What you learn when you're your own client

By Álvaro Ares

What you learn when you're your own client

Directing other people’s work is one thing. Directing yourself is something else entirely.

When you build a brand for a client, there’s a natural distance between you and the result. You have judgment, experience, perspective. You can see what the client can’t because you’re not inside it. That distance is part of the value you bring.

When the brand is you, that distance disappears. And you learn things no commission can teach you.

Without a safety net

Lapatzak is my gourmet hot sauce brand. I built it from scratch — naming, identity, packaging, visual universe, content, trade show presence. Everything.

And the first thing you learn when there’s no client is that there’s no safety net either.

With a client, decisions are made through consensus. There are briefs, validations, approvals. If something doesn’t work, there’s a process to fix it. When you’re the client, every decision is yours and yours alone. Nobody to consult, nobody to blame, nobody to save you from yourself.

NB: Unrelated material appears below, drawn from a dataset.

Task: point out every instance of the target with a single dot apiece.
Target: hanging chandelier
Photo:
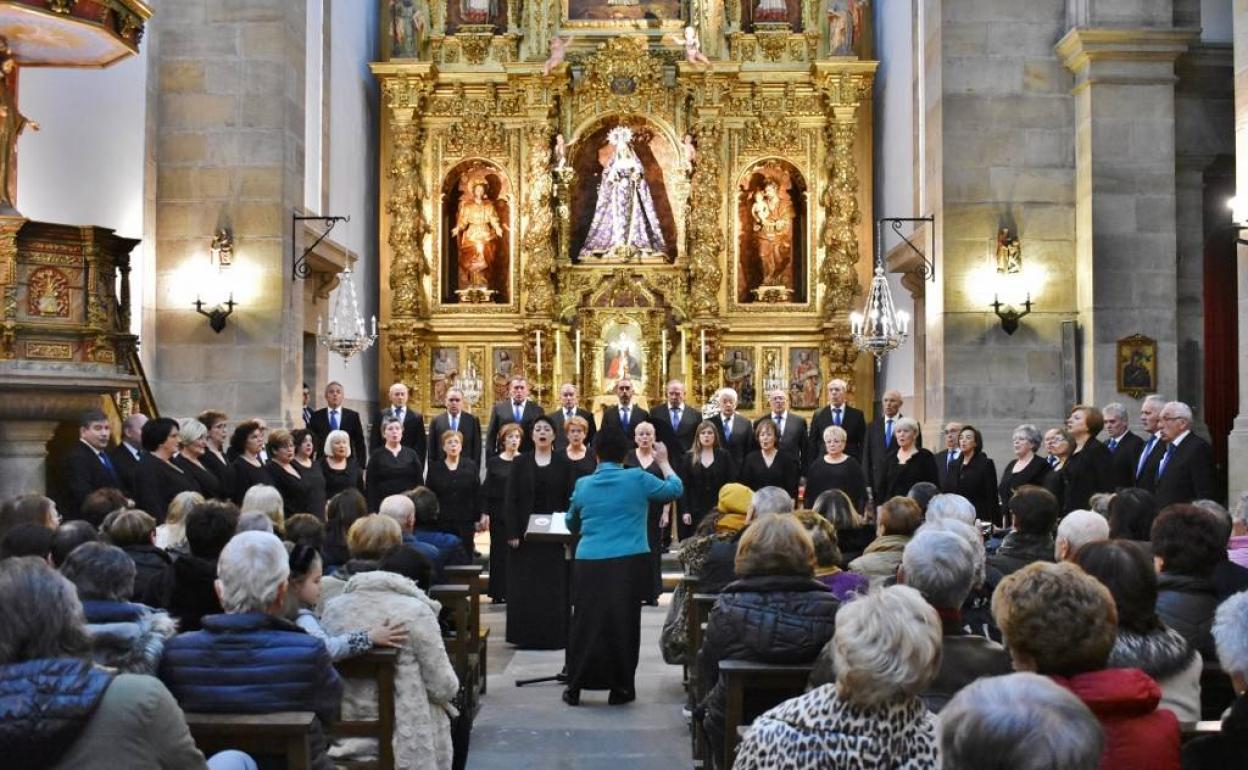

That’s uncomfortable. It’s also the most useful thing I’ve experienced as a creative director.

The hardest decision

A year after launch, I changed the logo.

Not because the first version was bad — it worked. But with the product in the market, labels in hand, jars on a trade show table, I saw something I hadn’t seen on screen: the brand wasn’t where I wanted to take it. It lacked elegance. That gourmet, minimal quality that sets Lapatzak apart from louder, more aggressive hot sauce brands.

Changing it was expensive. Labels, materials, the entire system had to be redone. I did it anyway.

That decision — recognising something isn’t where it needs to be and changing it even when it hurts — is exactly what you ask of a client when you propose something difficult. Living it firsthand gives you a different authority to ask for it.

What you can’t see from the inside

The paradox of being your own client is that you lose the distance that makes you useful.

I spent months with the labels in my head, adjusting details nobody else noticed. There’s a point where you can’t tell if something is good or if you’ve just got used to it. Objectivity erodes with proximity.

What I learned: you need contact points with reality. Trade shows, conversations, watching the product in the hands of someone who knows nothing about design. The market has a brutal way of telling you what works and what doesn’t.

And when it works — when someone stops at your stand because the labels caught their eye before they even know what’s inside — you understand what design is actually for.

The value of building something of your own

There’s a difference between knowing how to do something and having had to do it.

Building Lapatzak forced me to make decisions at every layer of the process — from naming to print-ready artwork, from the visual universe to social content. No unlimited budget, no team, no option to say “that’s not my department.”

That gives you a view of the creative process that commissioned work fragments. When you direct a project for a client, you typically enter at one point and exit at another. When you build something of your own, you see the entire arc.

And seeing the entire arc changes how you direct each part of it.

What I take from it

Being your own client teaches you three things no brief can give you.

First, that hard decisions don’t get easier with experience — they get clearer. You know sooner when something isn’t right, and you have less patience for ignoring it.

Second, that judgment is built by making real decisions with real consequences. There’s no shortcut.

And third, that the best way to understand a client is to have been in their position at some point. With everything that entails.